COVID-19 rocked our health care system, highlighting all of its flaws in vivid detail. Now, we’re seeing the fatal flaw of the US health system yet again: we are so focused on treating illnesses as they arise, rather than preventing and containing illnesses, that we are not equipped to tackle a public health crisis of any scale. 

There are many who say that the answer to this problem is investing in public health infrastructure and funneling resources into an already stretched thin public health system. As a public health professional, I agree that it’s important to fund public health efforts far beyond the current level. But to say increasing public health investment will put us in a better position to tackle the next public health crisis is a misdiagnosis of the problem. It’s not just a lack of funding that is the issue—the entire health care business model needs an overhaul. 

Business models and the health care system

Business models are comprised of four interdependent elements that, taken together, create and deliver value. Each element of a business model is important in its own right, but the business model is how those four elements interact with each other. 

Figure 1. The four components of a health care business model

The business model of health care in the US is heavily focused on treating illnesses. Many hospitals, often seen as the beacon of the health care system, proclaim they have the medically advanced ways to treat illnesses, with set processes to fulfill that promise. Most health care resources, including money and equipment, go to the goal of revolutionizing medical treatment. This is all wrapped up in a fee-for-service reimbursement model, which incentivizes volume of services provided over the value services create. I previously wrote, during the height of COVID-19, that the health care system’s specific focus on treatment and volume, rather than prevention and value, was a main factor in the country’s struggle in controlling the pandemic. 
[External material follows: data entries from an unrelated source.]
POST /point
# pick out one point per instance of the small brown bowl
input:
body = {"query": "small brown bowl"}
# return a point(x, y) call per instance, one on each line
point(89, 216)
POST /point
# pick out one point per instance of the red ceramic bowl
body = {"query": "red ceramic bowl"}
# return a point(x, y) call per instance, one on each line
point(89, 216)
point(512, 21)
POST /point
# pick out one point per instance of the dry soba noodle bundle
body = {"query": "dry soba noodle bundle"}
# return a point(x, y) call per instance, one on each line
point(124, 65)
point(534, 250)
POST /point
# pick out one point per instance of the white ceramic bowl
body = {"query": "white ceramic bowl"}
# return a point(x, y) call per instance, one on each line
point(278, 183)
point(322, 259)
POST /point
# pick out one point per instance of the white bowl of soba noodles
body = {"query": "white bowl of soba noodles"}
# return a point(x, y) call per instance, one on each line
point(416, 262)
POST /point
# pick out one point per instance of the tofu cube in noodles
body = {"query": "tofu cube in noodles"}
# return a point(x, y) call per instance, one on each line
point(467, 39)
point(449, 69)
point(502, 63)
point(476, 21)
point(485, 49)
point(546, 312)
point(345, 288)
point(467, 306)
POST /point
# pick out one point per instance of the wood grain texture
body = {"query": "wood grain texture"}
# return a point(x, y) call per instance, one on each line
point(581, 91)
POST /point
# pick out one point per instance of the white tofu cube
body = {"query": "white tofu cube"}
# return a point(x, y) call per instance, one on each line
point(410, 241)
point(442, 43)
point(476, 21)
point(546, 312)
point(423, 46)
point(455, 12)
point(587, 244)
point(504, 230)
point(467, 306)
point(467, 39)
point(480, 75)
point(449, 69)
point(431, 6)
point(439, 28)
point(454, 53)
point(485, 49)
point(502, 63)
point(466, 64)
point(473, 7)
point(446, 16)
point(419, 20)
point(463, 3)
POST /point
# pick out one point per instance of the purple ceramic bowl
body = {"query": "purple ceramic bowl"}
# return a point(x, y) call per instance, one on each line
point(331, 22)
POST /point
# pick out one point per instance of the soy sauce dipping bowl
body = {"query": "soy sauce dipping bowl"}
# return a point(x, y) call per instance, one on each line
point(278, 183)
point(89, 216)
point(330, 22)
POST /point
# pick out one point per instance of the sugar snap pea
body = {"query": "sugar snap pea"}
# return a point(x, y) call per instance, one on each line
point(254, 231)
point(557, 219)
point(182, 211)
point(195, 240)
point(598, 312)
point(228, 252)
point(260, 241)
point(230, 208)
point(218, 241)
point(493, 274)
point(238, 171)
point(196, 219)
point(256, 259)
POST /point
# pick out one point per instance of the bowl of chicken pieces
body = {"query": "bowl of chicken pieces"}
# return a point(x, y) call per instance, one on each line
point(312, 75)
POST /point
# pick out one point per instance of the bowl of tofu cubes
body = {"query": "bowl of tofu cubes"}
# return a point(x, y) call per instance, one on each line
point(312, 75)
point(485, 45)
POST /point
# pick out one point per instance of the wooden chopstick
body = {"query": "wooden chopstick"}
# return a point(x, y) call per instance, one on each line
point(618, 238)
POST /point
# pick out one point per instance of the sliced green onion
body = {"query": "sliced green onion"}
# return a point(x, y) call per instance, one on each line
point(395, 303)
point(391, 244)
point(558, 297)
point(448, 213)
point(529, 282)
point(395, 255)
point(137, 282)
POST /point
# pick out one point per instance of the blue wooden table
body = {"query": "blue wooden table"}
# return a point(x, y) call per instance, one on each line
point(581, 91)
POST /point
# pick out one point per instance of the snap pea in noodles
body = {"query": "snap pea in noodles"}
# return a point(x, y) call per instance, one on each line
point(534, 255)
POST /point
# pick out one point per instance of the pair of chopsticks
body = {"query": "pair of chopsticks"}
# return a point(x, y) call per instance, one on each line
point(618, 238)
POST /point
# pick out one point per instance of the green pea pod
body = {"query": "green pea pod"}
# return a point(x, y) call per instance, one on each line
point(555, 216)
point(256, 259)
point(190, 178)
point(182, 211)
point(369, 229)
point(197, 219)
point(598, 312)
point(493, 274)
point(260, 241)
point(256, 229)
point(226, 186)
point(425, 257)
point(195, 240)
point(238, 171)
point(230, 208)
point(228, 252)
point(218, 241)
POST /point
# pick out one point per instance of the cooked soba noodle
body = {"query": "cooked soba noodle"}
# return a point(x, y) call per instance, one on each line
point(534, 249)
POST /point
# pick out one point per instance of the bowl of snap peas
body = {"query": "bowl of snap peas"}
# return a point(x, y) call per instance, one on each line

Because the health care system focuses so much on treatment, prevention is often ignored and undervalued. Less than 3% of health care spending in the US goes to public health efforts. The business model of health care is so tightly woven around treatment, that a change in only one of the four components (value proposition, resources, processes, and profit formula) is ineffective, because it goes against the core goal of the business itself. Even now, the CDC is changing COVID guidelines to focus less on preventing disease spread and more on treating the illness, showing where the focus of US health care is directed, even in regards to a pandemic. 

What all of the analyses criticizing our public health response seem to be missing is that we need to change the business model of health care. It must be characterized by a model that has the resources, processes, and priorities to tackle emergent public health emergencies before they start or as they start, rather than scrambling to contain them once they get too big. 

Investments in prevention and public health efforts will be a valuable part of a business model overhaul, but it is not enough to simply funnel money into providing prevention-oriented resources. For US health care to be better positioned to address the next pandemic, all four business model elements need to shift to focus on prevention; otherwise these additional resource investments will be fruitless. Without all components of the business model working in lockstep towards the same goal, there will be no return on prevention investments. 

As it stands, the health care system is doomed to repeat its mistakes the next time there is an infectious disease outbreak. Unless there is a transformation in health care’s business model, to prioritize prevention of outbreaks over treatment, this pattern will not be broken. The result, unfortunately, is that we will be living out the definition of insanity – doing the same thing over and over again and expecting a different result.

Jessica is a research associate at the Clayton Christensen Institute for Disruptive Innovation, where she focuses on business model innovation in healthcare, including new approaches to population health management and person-centered care delivery.